Once inside, I removed the bionic leg bones and the rest of the foil.  The bird didn’t collapse. Another win.

Bird on table with bionic legs removed. Looks normal.

The moment of truth:

White meat. Perfect.
Dark meat. Perfect.

I was happy with the results.  The family enjoyed the bird.  Super moist but not watery.  Tender.  The taste of the herbs, duckfat and butter came through.  Next year, I might increase the temperature a half a degree to make the breast meat look a little more conventional.  There were also a couple of blood vessels that didn’t lose their red color.  That didn’t bother me too much.

Folks around the dinner table kept asking me if it had been “worth it.”  

 “Did you like it?” I asked.


Then I guess it was worth it.

11 thoughts on “Turkey Time 4: Thanksgiving Day

  1. i don’t think you should change a thing if you are satisfied with the result. conventional is something to be improved upon. keep up the good work.

    1. You know it Sygyzy,
      I only wish I had more money.
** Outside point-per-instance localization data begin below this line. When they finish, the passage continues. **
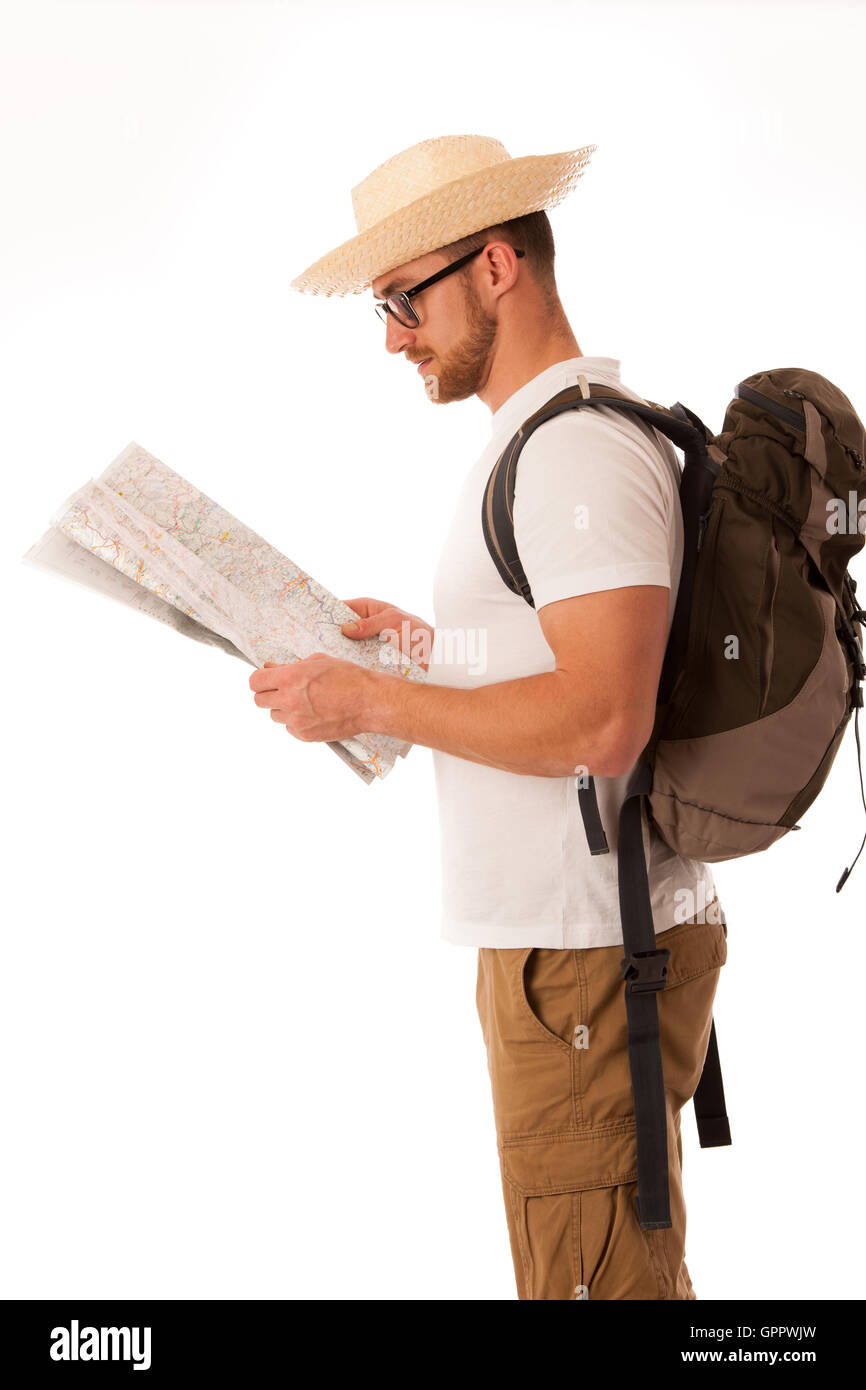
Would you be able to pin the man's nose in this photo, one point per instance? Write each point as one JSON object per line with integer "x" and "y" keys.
{"x": 398, "y": 335}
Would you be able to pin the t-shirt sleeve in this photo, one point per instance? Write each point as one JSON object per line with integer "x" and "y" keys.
{"x": 592, "y": 509}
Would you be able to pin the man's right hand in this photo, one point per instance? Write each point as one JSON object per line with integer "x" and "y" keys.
{"x": 414, "y": 635}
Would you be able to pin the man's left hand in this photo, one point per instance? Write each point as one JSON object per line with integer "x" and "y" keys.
{"x": 319, "y": 699}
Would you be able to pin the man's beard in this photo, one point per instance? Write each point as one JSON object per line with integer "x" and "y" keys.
{"x": 466, "y": 369}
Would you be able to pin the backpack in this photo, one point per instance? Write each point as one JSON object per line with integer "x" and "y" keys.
{"x": 761, "y": 674}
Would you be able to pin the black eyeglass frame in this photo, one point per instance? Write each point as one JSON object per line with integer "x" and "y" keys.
{"x": 403, "y": 296}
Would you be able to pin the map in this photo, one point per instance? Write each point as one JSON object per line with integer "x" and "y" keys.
{"x": 145, "y": 535}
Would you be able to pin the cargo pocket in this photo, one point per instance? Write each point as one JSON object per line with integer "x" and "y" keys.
{"x": 580, "y": 1237}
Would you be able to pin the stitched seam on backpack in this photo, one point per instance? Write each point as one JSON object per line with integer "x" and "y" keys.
{"x": 713, "y": 811}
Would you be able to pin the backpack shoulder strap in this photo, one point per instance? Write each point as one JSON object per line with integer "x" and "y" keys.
{"x": 679, "y": 424}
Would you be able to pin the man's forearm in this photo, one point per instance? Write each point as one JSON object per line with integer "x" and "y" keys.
{"x": 523, "y": 726}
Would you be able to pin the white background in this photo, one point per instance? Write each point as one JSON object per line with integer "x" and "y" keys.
{"x": 238, "y": 1061}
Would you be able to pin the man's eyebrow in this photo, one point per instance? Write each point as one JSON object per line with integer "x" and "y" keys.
{"x": 394, "y": 287}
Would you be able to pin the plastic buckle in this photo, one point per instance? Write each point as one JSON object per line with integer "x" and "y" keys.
{"x": 645, "y": 972}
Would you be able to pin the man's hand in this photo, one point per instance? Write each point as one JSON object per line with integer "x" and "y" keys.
{"x": 414, "y": 635}
{"x": 319, "y": 699}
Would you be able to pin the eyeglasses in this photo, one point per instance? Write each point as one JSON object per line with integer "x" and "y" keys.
{"x": 399, "y": 305}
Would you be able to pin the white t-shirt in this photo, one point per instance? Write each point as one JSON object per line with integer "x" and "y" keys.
{"x": 516, "y": 868}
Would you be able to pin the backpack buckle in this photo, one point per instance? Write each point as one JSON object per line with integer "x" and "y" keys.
{"x": 645, "y": 972}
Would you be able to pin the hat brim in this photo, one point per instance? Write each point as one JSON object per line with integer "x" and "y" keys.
{"x": 456, "y": 209}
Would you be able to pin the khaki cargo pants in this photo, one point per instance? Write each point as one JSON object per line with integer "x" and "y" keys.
{"x": 553, "y": 1025}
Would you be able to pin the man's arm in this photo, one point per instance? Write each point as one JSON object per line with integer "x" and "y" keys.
{"x": 595, "y": 709}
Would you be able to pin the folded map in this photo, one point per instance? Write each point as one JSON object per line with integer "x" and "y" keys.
{"x": 145, "y": 535}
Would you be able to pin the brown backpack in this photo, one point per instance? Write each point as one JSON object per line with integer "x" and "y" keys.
{"x": 762, "y": 670}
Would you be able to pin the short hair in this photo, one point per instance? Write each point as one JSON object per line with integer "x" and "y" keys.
{"x": 531, "y": 234}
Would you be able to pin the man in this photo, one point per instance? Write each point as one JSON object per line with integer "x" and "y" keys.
{"x": 456, "y": 245}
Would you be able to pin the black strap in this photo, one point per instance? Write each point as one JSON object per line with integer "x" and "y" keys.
{"x": 592, "y": 822}
{"x": 711, "y": 1114}
{"x": 644, "y": 969}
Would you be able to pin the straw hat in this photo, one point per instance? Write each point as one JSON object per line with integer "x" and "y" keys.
{"x": 434, "y": 193}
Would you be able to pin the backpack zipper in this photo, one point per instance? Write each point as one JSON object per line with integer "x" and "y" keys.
{"x": 756, "y": 398}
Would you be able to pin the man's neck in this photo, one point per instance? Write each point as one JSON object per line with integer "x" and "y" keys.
{"x": 512, "y": 371}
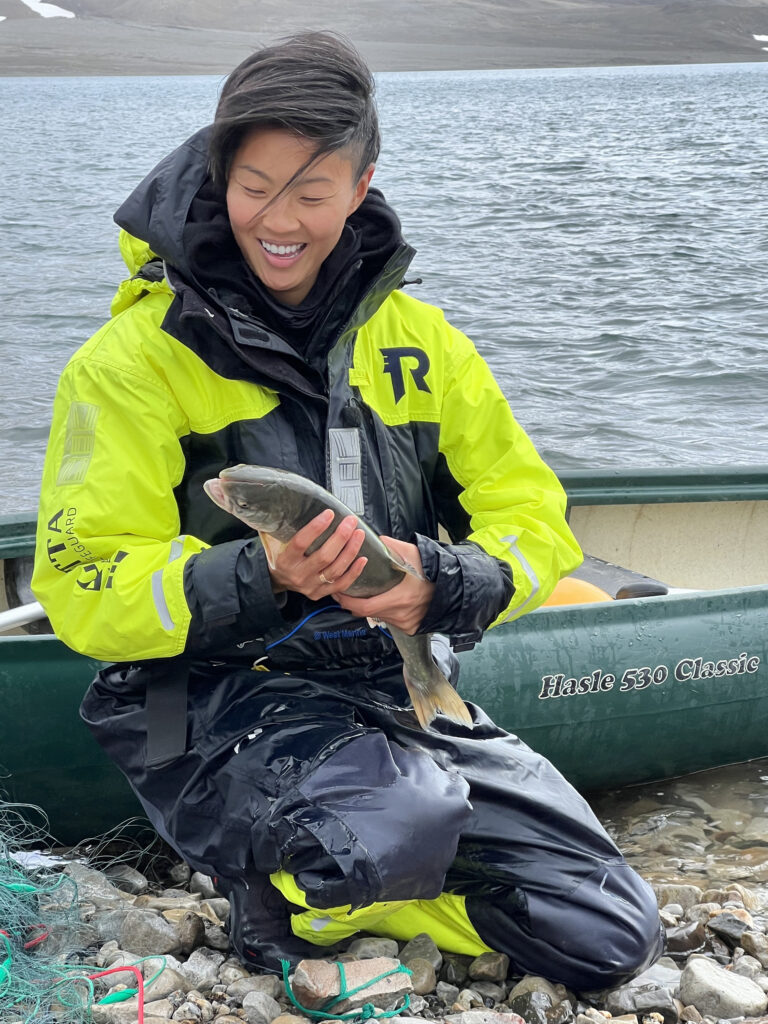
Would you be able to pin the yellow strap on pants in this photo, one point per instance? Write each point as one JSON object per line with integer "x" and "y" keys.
{"x": 443, "y": 919}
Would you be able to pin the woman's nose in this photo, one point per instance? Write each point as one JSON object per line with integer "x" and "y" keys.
{"x": 280, "y": 216}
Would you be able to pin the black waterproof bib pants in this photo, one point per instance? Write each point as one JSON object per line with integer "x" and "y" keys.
{"x": 332, "y": 779}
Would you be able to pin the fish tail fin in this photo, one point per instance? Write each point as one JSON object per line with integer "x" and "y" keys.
{"x": 440, "y": 696}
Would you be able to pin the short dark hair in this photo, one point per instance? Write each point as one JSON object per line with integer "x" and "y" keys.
{"x": 314, "y": 84}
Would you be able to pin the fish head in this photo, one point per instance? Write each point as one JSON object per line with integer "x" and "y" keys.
{"x": 250, "y": 494}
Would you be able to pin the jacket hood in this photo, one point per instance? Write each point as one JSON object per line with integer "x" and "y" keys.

The Zebralight is the only flashlight I own that I’m proud of. It is a monster. I bought the H-60 to get the highest output but I’d like to get the 30 or 50 for an even smaller light that takes standard batteries. Most of my work is task-light oriented, but I am thinking of buying another high-quality flashlight that is optimized for throw. Any suggestions? I’d really like to get an H50 or 30 and then mount a Fenix on the side so I could do flood or throw.

  2. I was designated this year to make the turkey for a party of around 20 people–too many for a normal-sized single bird, and too much for a single oven. So I decided to make one sous vide, and one traditionally roasted, and have everyone compare.

    I decided that since I was already presenting a whole traditional turkey, there was no problem with having the sous vide turkey pre-carved. I ended up cooking the breasts at 60C for about an hour and a half. I did all the rest of the meat in the style of duck confit. I cured it overnight, then cooked it at 80C for 8 hours with some duck fat. After chilling, I crisped up the skin and browned the fat, tediously, in pans, basting with hot duck fat. That step took a ridiculously long time with, for instance, the wings. I again let everything chill, then carved it all. At the party, while the traditional turkey was resting, I gently warmed the sous vide turkey in the oven.

    I told everyone to compare the two turkeys, and everyone went wild over the sous vide one. Every single person agreed it was vastly better than the (still pretty darn good) roasted one. Then I told them it was cooked sous vide, and they were all amazed.

    Obviously, my dark meat was cooked at much higher temp than yours, and for a vastly longer time. Yet it was not my perception that it was dry or stringy, at least no more than confit always is. Why not?

    1. Howdy Barzelay,
      That is interesting. The long term cooking we have done doesn’t fare poorly against traditional cooking, just against shorter low-temp cooking. Dry isn’t the right word. Stringy is closer. It is hard to describe. There is an initial flow of juice but the meat ends up being more fiber-y in the mouth –to our taste. We have run tests on turkeys at 70 C for 8 hours but not 80. Maybe 80 is better? Looks like more tests next year.